January has always been soup month for my parents. Mom would freeze all the leftovers from both Thanksgiving and Christmas and make soup out of them all through January. You name it and Mom made it. We would have ham and bean soup which was a thinner recipe than when she made ham and beans, turkey soup and Mom had a couple different recipes depending on the other leftovers in the freezer. She made a delicious roast beef, potato and dressing soup if we had roast beef for Christmas instead of ham. Daddy was partial to the roast beef soup with homemade biscuits because his Mom had made it for years when he was a child. They did not call it vegetable beef soup back in the 1920’s and 1930’s, they called it “Bertha’s” (named after his Mom). The original “Bertha” was roast beef on a slice of bread with gravy poured on top but somehow the roast beef soup had the same name and was served with biscuits. The roast beef soup was shredded beef with diced potatoes and lots of celery and onion and was served in a particular way; the biscuit had to be crumbled in large chunks in the bottom of the bowl then the soup was ladled on top of the biscuit and them a huge dollop of butter was plopped on top. The soup was hot enough to burn your mouth and melted the butter quickly so by the time everyone was served the butter in your dish was melted and perfect to eat.
Personally I liked the “Bertha” with gravy better than the “Bertha” soup; it was slices of roast beef with freshly made mashed potatoes and gravy poured over the top. Later in life I would discover that this was traditionally called a “Beef Manhattan”. “Beef Manhattan” is a dish consisting of roast beef and gravy. It is often served with mashed potatoes either on top of the steak or roast beef or on the side of the plate. The term “Manhattan” is a misnomer as the beef and turkey variants are usually referred to as “open-face sandwiches” in New York City and much of the eastern United States and the term “Manhattan” is limited to the Midwest, the South, and parts of the western United States.
The dish was first served in a restaurant under the name “Beef Manhattan” in a now-defunct Indianapolis deli in the late 1940s where it gained traction as a Hoosier staple.
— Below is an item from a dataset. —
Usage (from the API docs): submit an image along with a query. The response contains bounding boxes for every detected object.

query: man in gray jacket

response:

The dish was named by Naval Ordnance Plant Indianapolis (NOPI) workers who were trained on a fabrication of the Norden Bombsight in Manhattan during World War II. They enjoyed the open-faced sandwich they had in Manhattan and brought it back to their cafeteria as the “Beef Manhattan”. In Indiana, it is served on bread. The roast beef is sliced and put on the bread like a sandwich, then cut corner to corner and plated in a V shape. Mashed potatoes are served between the two halves, and the whole is covered in gravy”. I am so glad this was invented and has been served in my family home for many years. As soon as I get tired of soup I think I will make a “Bertha”.